Let $GL_n^+(\mathbb{R})$ denote the group of $n\times n$ real matrices with positive determinant. Topologically, $GL_n^+(\mathbb{R})$ is connected, and $$ \pi_1(GL_2^+(\mathbb{R})) = \mathbb{Z}$$ $$ \pi_1(GL_n^+(\mathbb{R})) = \mathbb{Z}/2,\;\;n\geq 3$$ These identities are perhaps more well-known for the homotopy-equivalent $SO_n(\mathbb{R})$; in fact, for the rest of my question, $GL_n^+(\mathbb{R})$ may be replaced by $SO_n(\mathbb{R})$.

I want to find a closed submanifold $C\subset GL_n^+(\mathbb{R})$, such that the complement $C^c$ is connected and simply-connected. The idea is that $C$ cuts $GL_n^+(\mathbb{R})$ in such a way that it kills the fundamental group without disconnecting the space.

This is essentially the same problem as choosing a fundamental domain for the action of $\pi_1(GL_n^+(\mathbb{R}))$ on the universal cover.

Dependence on a subspace

Certainly, many such cuts exist, but I would like a construction which depends continuously on one extra piece of data. That data is a choice of an oriented, codimension-1 subspace $V$ of $\mathbb{R}^n$, which gives an embedding $GL_{n-1}^+(\mathbb{R})\subset GL_{n}^+(\mathbb{R})$ (up to $GL_{n-1}^+(\mathbb{R})$-conjugation).

This is easy for $n=2$. In this case, let $C$ be the subset of $GL_2^+(\mathbb{R})$ which sends $V$ to $V$ and preserves orientation. If $V$ is the first coordinate subspace of $\mathbb{R}^2$, then $C$ is the subspace of upper triangular matrices with positive diagonal entries.

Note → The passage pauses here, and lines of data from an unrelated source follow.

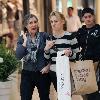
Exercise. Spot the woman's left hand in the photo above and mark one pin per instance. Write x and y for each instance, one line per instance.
(68, 52)
(45, 69)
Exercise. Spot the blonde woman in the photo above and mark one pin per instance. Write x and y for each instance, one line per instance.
(59, 40)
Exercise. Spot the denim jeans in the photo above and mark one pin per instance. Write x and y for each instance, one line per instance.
(29, 80)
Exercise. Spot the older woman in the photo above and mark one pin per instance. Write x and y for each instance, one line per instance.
(30, 47)
(57, 41)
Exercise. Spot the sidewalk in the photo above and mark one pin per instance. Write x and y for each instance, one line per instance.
(15, 95)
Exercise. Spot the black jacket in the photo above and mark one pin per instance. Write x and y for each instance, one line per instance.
(89, 41)
(22, 51)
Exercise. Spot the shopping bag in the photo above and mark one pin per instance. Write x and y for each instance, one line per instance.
(83, 76)
(63, 77)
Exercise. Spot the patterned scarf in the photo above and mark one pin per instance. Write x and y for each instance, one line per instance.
(32, 48)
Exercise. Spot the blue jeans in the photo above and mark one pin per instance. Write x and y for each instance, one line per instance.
(29, 80)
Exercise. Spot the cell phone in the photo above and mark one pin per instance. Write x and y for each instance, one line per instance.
(25, 30)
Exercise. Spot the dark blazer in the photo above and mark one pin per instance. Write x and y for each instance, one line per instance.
(22, 51)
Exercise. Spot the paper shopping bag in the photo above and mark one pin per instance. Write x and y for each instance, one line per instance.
(63, 77)
(84, 77)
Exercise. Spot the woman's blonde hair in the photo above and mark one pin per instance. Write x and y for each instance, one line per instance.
(58, 15)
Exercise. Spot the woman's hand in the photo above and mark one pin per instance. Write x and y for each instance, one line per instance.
(49, 44)
(24, 38)
(45, 69)
(68, 52)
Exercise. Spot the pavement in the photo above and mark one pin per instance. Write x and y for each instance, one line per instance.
(15, 95)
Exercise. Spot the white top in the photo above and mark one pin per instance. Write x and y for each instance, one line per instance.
(73, 23)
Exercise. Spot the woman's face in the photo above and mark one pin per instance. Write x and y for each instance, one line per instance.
(32, 25)
(88, 19)
(56, 23)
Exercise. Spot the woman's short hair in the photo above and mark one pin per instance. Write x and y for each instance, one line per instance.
(27, 18)
(87, 10)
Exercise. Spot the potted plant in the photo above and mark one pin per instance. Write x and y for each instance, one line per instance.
(8, 65)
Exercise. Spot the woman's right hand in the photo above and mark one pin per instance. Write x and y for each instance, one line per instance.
(49, 44)
(24, 38)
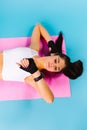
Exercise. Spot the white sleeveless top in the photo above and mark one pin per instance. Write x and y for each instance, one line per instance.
(11, 71)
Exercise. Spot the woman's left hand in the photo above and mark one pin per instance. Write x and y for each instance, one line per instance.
(24, 63)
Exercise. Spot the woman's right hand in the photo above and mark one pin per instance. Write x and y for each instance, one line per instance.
(28, 64)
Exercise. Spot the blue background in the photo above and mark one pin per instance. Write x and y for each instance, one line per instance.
(17, 18)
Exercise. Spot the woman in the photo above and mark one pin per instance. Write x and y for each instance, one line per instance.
(24, 64)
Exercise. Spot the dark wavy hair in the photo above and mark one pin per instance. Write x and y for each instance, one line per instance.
(72, 69)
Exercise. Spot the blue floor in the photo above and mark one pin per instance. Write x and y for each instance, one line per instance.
(17, 18)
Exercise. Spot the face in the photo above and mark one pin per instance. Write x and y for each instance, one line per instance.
(54, 63)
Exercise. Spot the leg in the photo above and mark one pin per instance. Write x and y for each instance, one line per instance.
(35, 39)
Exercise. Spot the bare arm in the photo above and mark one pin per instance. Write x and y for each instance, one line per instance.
(41, 87)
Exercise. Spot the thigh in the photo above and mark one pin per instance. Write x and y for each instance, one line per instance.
(35, 39)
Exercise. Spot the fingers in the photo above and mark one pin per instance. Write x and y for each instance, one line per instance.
(24, 63)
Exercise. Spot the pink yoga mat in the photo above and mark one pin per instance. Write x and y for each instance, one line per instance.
(10, 90)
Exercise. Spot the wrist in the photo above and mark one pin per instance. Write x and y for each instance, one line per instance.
(38, 76)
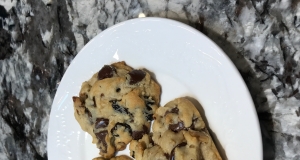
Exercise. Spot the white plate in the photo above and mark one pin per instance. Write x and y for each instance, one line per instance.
(185, 62)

However, the same trick doesn't work for $n\geq 3$. If we let $C$ be the subset of $GL_n^+(\mathbb{R})$ which sends $V$ to $V$ and preserves orientation, then $C^c$ is homotopy-equivalent to $GL_{n-1}^+(\mathbb{R})$, and so it is not simply-connected.

The Question

Is there a smart way to cut $GL_n^+(\mathbb{R})$ when $n\geq3$?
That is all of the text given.